Researchers at Queen Mary University of London have made a significant breakthrough in the early prediction of dementia, developing a new method that can predict the disease with over 80% accuracy up to nine years before a clinical diagnosis
This approach exceeds traditional dementia prediction methods like memory tests and brain shrinkage measurements.
The brain’s default mode network
The research consisted of using functional MRI (fMRI) scans to analyse changes in the brain’s default mode network (DMN). The DMN is crucial for various cognitive functions and is the first neural network affected by Alzheimer’s disease.
The study involved over 1,100 volunteers from UK Biobank, a comprehensive biomedical database containing genetic and health information from half a million UK participants.
The research focused on eliminating the effective connectivity between ten regions of the DMN.
Each participant was assigned a probability of developing dementia based on how their brain connectivity patterns compared to those indicative of dementia. The predictions were then matched with the participants’ medical data from the UK Biobank.
Determining the probability of dementia
The model accurately predicted the onset of dementia up to nine years before an official diagnosis, with an accuracy rate exceeding 80%.
For those who did develop dementia, the model could estimate the time to diagnosis within a two-year margin of error.

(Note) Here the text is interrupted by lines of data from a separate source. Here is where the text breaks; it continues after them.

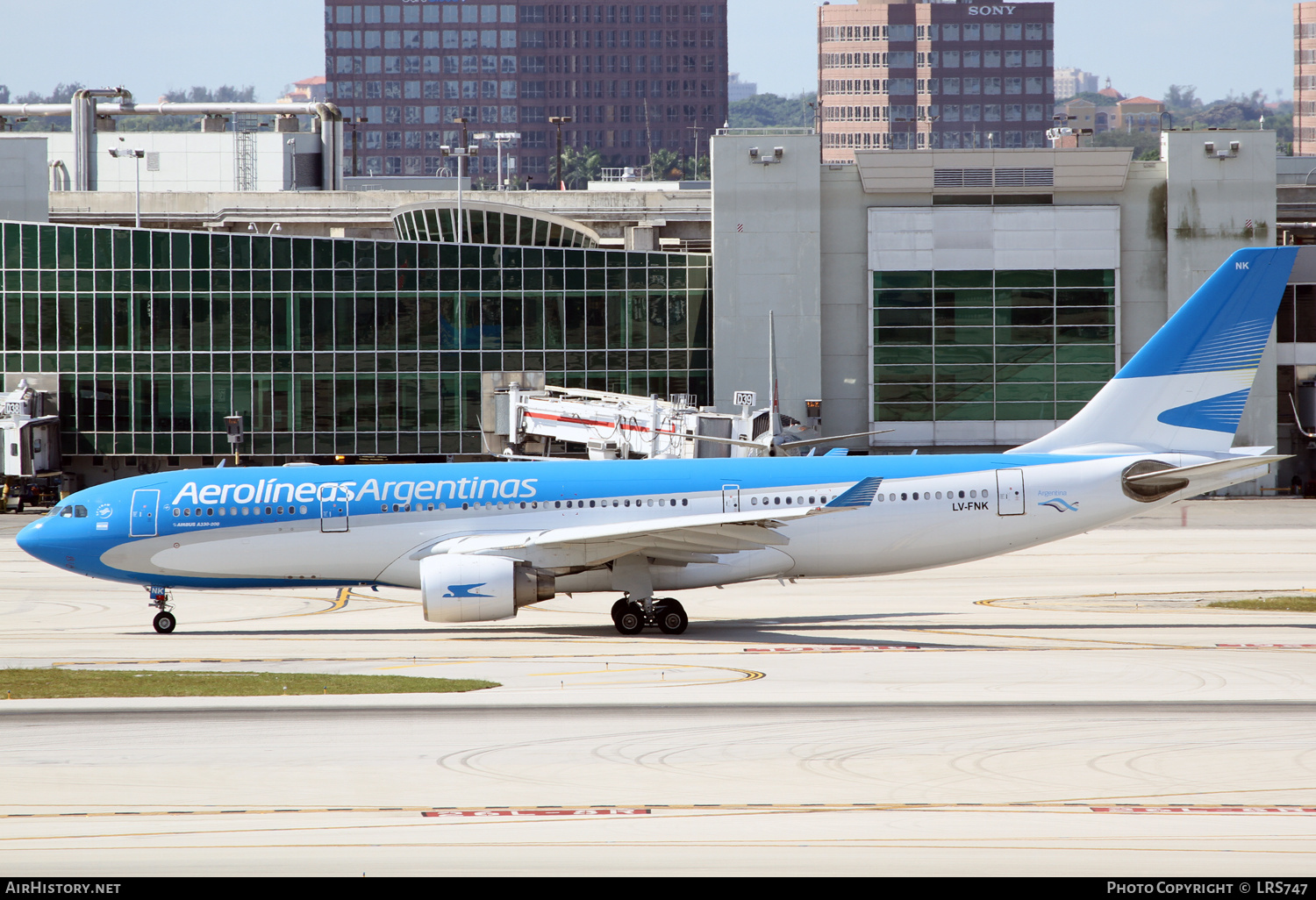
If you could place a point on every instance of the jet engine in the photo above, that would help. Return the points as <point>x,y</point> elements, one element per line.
<point>463,589</point>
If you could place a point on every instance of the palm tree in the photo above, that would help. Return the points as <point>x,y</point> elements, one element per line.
<point>663,165</point>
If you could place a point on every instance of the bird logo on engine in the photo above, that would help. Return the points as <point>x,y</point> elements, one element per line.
<point>463,591</point>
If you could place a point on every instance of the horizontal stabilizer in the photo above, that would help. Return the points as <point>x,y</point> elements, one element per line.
<point>1186,476</point>
<point>1187,387</point>
<point>860,495</point>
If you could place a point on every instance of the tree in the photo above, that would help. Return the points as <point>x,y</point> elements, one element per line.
<point>579,168</point>
<point>1091,96</point>
<point>62,94</point>
<point>1181,96</point>
<point>223,94</point>
<point>1147,145</point>
<point>773,111</point>
<point>663,165</point>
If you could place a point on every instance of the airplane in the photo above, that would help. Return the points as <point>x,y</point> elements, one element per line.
<point>482,539</point>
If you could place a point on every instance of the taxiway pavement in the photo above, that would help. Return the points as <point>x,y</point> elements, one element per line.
<point>1068,710</point>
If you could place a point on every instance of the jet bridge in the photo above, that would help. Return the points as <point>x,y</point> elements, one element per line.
<point>29,439</point>
<point>521,415</point>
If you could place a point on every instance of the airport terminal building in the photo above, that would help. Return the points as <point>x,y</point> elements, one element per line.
<point>332,346</point>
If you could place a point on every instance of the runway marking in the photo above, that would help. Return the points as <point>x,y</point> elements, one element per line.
<point>340,603</point>
<point>637,810</point>
<point>1268,646</point>
<point>837,647</point>
<point>615,811</point>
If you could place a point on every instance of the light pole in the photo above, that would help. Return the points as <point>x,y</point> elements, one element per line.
<point>292,144</point>
<point>461,153</point>
<point>499,139</point>
<point>355,139</point>
<point>558,120</point>
<point>695,129</point>
<point>137,155</point>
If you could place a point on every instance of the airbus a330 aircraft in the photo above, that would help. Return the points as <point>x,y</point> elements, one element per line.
<point>481,539</point>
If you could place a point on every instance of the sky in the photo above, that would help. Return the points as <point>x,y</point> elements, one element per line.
<point>154,45</point>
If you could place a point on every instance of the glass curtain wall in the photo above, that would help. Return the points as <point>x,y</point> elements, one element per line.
<point>990,345</point>
<point>329,346</point>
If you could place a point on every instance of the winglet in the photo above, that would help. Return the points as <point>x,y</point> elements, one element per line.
<point>860,495</point>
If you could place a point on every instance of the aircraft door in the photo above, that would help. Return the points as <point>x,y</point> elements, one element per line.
<point>141,521</point>
<point>1010,491</point>
<point>731,497</point>
<point>333,513</point>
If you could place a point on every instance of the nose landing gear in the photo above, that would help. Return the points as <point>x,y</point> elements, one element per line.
<point>165,620</point>
<point>632,618</point>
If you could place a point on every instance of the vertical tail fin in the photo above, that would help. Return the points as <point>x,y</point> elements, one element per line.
<point>1186,389</point>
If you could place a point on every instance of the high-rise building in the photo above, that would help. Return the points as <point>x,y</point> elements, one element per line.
<point>1305,79</point>
<point>739,89</point>
<point>912,74</point>
<point>631,78</point>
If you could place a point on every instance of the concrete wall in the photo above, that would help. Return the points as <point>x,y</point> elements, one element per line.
<point>766,257</point>
<point>1215,205</point>
<point>189,161</point>
<point>24,186</point>
<point>845,300</point>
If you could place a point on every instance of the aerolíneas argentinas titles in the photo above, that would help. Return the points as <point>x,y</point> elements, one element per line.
<point>481,539</point>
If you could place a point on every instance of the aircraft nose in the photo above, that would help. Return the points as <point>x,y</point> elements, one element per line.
<point>31,541</point>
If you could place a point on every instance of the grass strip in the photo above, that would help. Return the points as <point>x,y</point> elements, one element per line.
<point>1276,604</point>
<point>46,683</point>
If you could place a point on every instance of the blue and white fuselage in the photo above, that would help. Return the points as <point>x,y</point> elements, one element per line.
<point>481,539</point>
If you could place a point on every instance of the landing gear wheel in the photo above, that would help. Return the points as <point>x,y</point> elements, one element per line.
<point>631,620</point>
<point>618,608</point>
<point>671,616</point>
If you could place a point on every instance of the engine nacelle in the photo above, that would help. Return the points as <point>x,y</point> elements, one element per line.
<point>463,589</point>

Professor Marshall emphasised the importance of early prediction, stating, “Predicting who is going to get dementia in the future will be vital for developing treatments that can prevent the irreversible loss of brain cells that causes the symptoms of dementia.” He added that while detecting Alzheimer’s-related proteins in the brain has improved, many people live for decades with these proteins without developing symptoms. The new measure of brain function aims to precisely identify those who will develop dementia and enhance the potential for effective treatment.
Dementia risk factors
The research also looked into the impact of known dementia risk factors on the DMN. The analysis revealed a strong association between genetic risk for Alzheimer’s and connectivity changes in the DMN, confirming that these changes are specific to Alzheimer’s disease.
Social isolation was also found to increase dementia risk through its effect on DMN connectivity.
Samuel Ereira, the lead author and Academic Foundation Programme Doctor, highlighted the broader implications of their work. “Using these analysis techniques with large datasets we can identify those at high dementia risk, and also learn which environmental risk factors pushed these people into a high-risk zone. Enormous potential exists to apply these methods to different brain networks and populations, to help us better understand the interplays between environment, neurobiology and illness.”